The Emotional Selling Barometer
🧠 Logic-Based Marketing
Focus: Facts, clarity, product truth.
- “This water filter removes 99.9% of bacteria.”
- “Our car is safer than competitors—tested and certified.”
→ Rational, transparent, and trust-building.
❤️ Heart Zone: Authentic Storytelling
Focus: Genuine emotion, shared values, meaning.
- Dove—”Real Beauty”: inspiring self-acceptance.
- Nike— “Just Do It”: empowering determination.
→ Emotion enhances the truth embodied in the product.
Mostly positive and inspiring. It feels real, not forced.
⚠️ Alert Zone: Persuasive Emotion.
Focus: Urgency, scarcity, belonging pressure.
- “Don’t miss out.”
- “Limited Edition.”
- “Be part of it” (Hypes and trends.)
→ Starting to feel nudged. Subtle marketing.
“Act now, or regret later” vibes.
Initial generosity feels like bait.
When a “free ebook” costs your email address, it feels dishonest.
🖤 Danger Zone: Manipulative emotion
Focus: Fear, guilt, shame, false hope.
- “Believe us, you’re broken—we can fix you.”
- “Miracle cure” promises.
→ An extremely exploitative stage. Truth and best interest for the customer disappear.
Toxic thoughts take root while impossible dreams are sparked.
So-called miracle cures or classic pyramid schemes play with people’s desperation and hope.
Beyond this level, emotion becomes weaponized—like political propaganda with potentially catastrophic consequences.
Win Their Heart First—Then Their Wallets
The road between “This water filter removes 99.9% of bacteria” and “If you love your family, you’ll buy this water filter” is paved with broken promises and lies.
But my point is not to expose or boycott brands, or feel guilty when we buy stuff from time to time just to feel good.
What I plead for is awareness and becoming more conscious consumers, like hiring bouncers for our minds.
We decide what enters—we are in control.
Let’s be highly attentive so we can spot the moment when an emotion, instead of a function, is sold or pressure is built.
Let’s develop the habit of asking ourselves, “Am I buying a product or an emotion?”
Whatever the answer and whatever the decision after that
—we decided.
Why is heightened awareness more important than ever today?
And why it alone won’t save us?
Because…
The Ultimate Distraction Endboss is on the Rise
Emotional selling has always influenced our shopping behaviour.
But now it’s powered by algorithms, clickbait, and AI.
And let’s be honest—these systems can pinpoint our unique emotional triggers far better and with scientific precision than an agency in the 18th century.
Our hearts are constantly in the crosshairs.
An inner alert system won’t cut it.
We need an antidote.
And this lies in the opposite of consumption.
Create or be Consumed
The creative act is that antidote.
When we make things that truly matter to us—writing, cooking, building—we shift from consumption to creation.
Let’s replace hunting external dopamine spikes with finding purpose and treasures through internal discovery.
That’s the place where we become immune to any noise, just like a child is deeply immersed in play— it’s hard to make it come to the table for dinner.
Rediscovering that childlike state should be our goal.
Final Thought: A Shift of Power
And doesn’t it feel weird?
While the world’s most urgent topic is the threat of climate change, we seem to be at the peak of a throwaway culture.
“Shopping like a billionaire!” mindset takes over as if the gamification of the shopping experience, ridiculously low prices, and the free shipping of things we don’t need across the globe were a kind of liberation.

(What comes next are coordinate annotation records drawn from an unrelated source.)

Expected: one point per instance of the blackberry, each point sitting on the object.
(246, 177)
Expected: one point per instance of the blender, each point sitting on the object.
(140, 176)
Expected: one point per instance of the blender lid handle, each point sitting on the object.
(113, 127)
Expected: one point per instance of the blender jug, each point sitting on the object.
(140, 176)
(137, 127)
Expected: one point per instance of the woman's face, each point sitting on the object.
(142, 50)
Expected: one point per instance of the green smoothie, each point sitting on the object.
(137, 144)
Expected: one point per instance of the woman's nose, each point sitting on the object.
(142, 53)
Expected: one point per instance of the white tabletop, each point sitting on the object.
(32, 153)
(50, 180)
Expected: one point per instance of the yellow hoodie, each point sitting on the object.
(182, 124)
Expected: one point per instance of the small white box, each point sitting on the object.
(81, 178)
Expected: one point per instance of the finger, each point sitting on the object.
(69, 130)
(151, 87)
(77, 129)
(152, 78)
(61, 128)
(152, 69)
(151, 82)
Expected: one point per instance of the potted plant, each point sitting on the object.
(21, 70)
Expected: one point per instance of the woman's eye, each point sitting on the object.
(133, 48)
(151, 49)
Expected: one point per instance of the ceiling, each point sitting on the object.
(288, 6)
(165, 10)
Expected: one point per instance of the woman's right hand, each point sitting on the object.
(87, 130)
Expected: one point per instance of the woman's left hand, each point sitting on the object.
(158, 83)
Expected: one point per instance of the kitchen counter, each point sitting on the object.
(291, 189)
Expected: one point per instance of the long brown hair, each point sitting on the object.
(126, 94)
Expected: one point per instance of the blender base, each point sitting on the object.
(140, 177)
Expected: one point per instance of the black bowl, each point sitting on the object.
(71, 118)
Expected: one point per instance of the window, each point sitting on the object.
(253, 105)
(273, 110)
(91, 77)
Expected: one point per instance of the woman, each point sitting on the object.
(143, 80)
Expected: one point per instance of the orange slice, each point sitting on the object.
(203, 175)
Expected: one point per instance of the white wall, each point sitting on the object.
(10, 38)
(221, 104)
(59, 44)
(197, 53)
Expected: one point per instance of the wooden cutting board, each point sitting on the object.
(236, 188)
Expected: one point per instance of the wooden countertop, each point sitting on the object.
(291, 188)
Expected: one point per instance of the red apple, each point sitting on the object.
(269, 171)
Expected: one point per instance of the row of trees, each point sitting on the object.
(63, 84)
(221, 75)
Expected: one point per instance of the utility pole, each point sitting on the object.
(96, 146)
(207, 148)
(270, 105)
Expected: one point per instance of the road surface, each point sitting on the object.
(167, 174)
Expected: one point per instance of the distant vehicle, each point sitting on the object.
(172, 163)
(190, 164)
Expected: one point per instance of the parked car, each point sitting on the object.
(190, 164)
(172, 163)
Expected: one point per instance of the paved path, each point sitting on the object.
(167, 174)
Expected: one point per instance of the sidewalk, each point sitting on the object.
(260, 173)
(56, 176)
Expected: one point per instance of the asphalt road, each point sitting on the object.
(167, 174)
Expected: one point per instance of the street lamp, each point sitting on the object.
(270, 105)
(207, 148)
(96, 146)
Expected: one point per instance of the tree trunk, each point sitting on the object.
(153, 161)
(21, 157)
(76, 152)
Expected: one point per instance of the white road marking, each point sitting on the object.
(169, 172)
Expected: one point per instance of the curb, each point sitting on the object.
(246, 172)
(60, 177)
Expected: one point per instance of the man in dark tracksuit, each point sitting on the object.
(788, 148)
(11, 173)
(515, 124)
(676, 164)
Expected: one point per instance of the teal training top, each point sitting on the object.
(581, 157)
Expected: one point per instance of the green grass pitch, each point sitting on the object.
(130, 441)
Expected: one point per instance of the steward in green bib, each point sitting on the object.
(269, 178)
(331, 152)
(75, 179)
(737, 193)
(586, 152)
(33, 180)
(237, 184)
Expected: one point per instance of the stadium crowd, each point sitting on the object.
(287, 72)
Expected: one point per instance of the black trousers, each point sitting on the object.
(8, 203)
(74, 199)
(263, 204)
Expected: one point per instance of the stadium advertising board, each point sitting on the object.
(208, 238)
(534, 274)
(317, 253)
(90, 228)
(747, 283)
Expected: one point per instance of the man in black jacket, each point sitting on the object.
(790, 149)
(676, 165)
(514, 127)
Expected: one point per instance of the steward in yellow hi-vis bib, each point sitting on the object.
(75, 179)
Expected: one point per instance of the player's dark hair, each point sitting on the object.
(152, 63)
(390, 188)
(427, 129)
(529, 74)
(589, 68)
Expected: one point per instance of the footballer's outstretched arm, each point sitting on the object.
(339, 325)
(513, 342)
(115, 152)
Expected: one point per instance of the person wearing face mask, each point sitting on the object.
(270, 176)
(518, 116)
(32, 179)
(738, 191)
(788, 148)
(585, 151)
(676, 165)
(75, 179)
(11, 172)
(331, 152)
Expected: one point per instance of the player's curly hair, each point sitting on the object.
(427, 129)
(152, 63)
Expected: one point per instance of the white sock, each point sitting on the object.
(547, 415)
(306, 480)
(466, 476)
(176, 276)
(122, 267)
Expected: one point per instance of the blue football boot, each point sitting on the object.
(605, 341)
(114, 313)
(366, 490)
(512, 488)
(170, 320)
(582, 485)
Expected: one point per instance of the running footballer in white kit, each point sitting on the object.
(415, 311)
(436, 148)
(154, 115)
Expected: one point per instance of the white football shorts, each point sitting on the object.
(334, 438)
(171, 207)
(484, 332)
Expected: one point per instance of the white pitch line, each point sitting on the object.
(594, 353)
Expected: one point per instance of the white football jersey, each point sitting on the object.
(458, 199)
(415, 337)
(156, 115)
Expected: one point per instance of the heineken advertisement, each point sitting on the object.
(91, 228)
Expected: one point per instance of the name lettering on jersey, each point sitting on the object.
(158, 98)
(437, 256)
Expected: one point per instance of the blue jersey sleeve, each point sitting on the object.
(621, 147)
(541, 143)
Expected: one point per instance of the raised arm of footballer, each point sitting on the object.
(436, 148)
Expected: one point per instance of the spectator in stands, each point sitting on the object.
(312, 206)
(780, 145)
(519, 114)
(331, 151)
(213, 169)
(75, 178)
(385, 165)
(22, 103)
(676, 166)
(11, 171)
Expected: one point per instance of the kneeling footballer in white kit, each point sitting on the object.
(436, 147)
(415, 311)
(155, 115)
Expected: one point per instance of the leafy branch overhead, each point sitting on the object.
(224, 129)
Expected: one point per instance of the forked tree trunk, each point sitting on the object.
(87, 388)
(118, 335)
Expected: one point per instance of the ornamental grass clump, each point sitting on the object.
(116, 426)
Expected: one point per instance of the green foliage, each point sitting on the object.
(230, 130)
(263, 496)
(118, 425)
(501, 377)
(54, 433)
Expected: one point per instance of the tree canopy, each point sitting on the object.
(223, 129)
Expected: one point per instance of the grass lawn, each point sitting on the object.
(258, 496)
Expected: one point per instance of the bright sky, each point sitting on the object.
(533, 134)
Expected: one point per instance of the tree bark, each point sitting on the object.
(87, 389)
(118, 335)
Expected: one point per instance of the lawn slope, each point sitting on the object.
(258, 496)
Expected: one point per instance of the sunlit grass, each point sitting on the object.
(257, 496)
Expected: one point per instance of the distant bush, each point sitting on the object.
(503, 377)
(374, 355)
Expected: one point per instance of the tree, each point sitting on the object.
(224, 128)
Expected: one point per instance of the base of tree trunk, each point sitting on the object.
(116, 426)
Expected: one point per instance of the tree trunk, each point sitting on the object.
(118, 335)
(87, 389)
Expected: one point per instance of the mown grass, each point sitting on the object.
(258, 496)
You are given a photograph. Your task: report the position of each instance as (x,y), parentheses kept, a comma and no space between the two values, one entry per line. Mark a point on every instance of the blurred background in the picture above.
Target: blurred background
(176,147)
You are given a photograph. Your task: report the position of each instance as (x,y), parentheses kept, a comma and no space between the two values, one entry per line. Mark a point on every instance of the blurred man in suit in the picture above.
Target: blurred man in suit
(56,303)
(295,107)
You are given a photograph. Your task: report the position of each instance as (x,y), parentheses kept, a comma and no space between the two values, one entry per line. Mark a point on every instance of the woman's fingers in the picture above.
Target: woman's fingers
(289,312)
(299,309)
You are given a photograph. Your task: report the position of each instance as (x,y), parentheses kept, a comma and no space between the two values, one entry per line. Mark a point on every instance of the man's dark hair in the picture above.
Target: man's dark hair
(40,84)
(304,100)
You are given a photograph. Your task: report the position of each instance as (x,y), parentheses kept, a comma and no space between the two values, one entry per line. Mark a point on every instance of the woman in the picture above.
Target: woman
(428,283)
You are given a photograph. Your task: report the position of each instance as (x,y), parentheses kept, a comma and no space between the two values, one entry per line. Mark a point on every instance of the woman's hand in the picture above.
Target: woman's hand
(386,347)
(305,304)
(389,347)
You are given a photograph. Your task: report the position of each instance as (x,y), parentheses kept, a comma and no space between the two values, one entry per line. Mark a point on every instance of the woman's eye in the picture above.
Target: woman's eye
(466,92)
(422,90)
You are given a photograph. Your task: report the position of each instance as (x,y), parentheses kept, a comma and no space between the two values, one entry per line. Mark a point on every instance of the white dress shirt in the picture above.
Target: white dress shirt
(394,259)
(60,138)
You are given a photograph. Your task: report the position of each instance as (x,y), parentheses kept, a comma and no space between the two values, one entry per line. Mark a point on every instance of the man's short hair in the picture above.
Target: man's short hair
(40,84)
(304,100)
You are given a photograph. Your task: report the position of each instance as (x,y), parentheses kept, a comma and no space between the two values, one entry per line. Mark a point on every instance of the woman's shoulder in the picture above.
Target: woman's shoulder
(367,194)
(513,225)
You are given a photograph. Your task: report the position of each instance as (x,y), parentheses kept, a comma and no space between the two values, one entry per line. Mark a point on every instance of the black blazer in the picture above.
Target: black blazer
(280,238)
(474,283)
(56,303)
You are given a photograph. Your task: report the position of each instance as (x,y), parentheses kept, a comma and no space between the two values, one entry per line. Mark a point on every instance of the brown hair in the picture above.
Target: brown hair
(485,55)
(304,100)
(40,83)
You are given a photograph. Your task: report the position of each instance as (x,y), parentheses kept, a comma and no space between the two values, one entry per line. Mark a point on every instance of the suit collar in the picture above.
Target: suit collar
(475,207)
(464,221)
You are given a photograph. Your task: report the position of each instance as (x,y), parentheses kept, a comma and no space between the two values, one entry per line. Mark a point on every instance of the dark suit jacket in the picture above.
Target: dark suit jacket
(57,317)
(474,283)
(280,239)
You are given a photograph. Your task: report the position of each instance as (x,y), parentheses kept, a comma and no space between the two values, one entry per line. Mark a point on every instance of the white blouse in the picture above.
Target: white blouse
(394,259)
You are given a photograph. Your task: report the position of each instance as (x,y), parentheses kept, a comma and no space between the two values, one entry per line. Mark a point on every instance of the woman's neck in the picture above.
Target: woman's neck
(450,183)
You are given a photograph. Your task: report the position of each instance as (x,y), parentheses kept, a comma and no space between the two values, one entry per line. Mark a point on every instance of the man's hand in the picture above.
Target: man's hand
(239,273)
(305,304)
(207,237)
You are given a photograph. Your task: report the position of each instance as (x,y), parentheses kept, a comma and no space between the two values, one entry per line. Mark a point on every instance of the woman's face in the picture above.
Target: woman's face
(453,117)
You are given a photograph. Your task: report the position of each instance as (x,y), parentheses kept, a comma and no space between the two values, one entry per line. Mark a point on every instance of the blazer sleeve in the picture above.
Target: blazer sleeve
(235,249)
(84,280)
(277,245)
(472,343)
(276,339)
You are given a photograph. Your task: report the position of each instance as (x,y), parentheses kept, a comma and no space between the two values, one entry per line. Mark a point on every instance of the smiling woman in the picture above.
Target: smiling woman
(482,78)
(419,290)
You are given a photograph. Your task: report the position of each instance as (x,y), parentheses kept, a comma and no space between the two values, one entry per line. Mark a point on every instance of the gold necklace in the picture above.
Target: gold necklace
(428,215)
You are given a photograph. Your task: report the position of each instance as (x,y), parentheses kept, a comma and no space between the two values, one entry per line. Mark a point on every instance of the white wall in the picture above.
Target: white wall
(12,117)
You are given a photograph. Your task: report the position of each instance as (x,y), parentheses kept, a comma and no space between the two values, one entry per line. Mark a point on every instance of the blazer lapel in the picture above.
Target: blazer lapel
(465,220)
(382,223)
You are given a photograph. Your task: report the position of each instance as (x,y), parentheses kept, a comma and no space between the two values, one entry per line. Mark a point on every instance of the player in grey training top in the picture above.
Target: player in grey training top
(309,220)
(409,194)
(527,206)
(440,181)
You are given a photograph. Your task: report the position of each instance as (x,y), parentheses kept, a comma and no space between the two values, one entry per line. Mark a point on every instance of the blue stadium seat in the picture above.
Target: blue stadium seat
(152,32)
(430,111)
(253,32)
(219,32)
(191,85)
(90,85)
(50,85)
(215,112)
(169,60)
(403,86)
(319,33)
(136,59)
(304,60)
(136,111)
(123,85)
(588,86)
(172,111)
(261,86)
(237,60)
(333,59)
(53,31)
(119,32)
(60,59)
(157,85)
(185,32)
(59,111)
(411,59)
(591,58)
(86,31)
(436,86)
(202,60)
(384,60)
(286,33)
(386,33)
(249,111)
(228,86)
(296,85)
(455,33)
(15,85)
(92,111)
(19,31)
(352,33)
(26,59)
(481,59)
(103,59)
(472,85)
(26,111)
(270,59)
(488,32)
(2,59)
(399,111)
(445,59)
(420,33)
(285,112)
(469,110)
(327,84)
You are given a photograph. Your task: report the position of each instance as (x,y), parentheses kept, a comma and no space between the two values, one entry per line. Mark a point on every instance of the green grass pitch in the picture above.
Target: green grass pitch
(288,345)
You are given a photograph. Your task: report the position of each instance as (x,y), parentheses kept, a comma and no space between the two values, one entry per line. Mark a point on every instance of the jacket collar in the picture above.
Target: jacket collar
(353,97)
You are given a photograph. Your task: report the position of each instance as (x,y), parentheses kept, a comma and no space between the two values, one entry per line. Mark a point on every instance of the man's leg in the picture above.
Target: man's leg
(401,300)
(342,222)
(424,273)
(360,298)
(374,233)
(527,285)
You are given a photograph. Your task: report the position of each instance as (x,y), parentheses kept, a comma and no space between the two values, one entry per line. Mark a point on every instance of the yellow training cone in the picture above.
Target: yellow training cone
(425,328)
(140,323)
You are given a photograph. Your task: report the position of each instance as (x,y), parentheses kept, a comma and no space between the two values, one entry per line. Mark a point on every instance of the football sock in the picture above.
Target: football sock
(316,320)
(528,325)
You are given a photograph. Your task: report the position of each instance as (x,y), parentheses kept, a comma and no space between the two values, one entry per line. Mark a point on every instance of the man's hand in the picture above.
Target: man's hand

And while our phone works perfectly well, we stand in line overnight to get the new “red” one with trillions of megapixels more.
Even though it doesn’t feel like it:
We hold the power.
Every single conscious choice shifts the power to us—away from manipulation back to meaning.
From companies to people.
From persuasion to purpose.
Bottom Line
There is a void in each of us that craves purpose—if we don’t fill it with our inner content and creations, others will fill it with theirs.
Fulfillment begins with action — not consumption.
Because once you’ve tasted the dopamine kick sparked through building something meaningful, you have no reason to come back to the noise.
And that is when focus and flow become the purest form of freedom.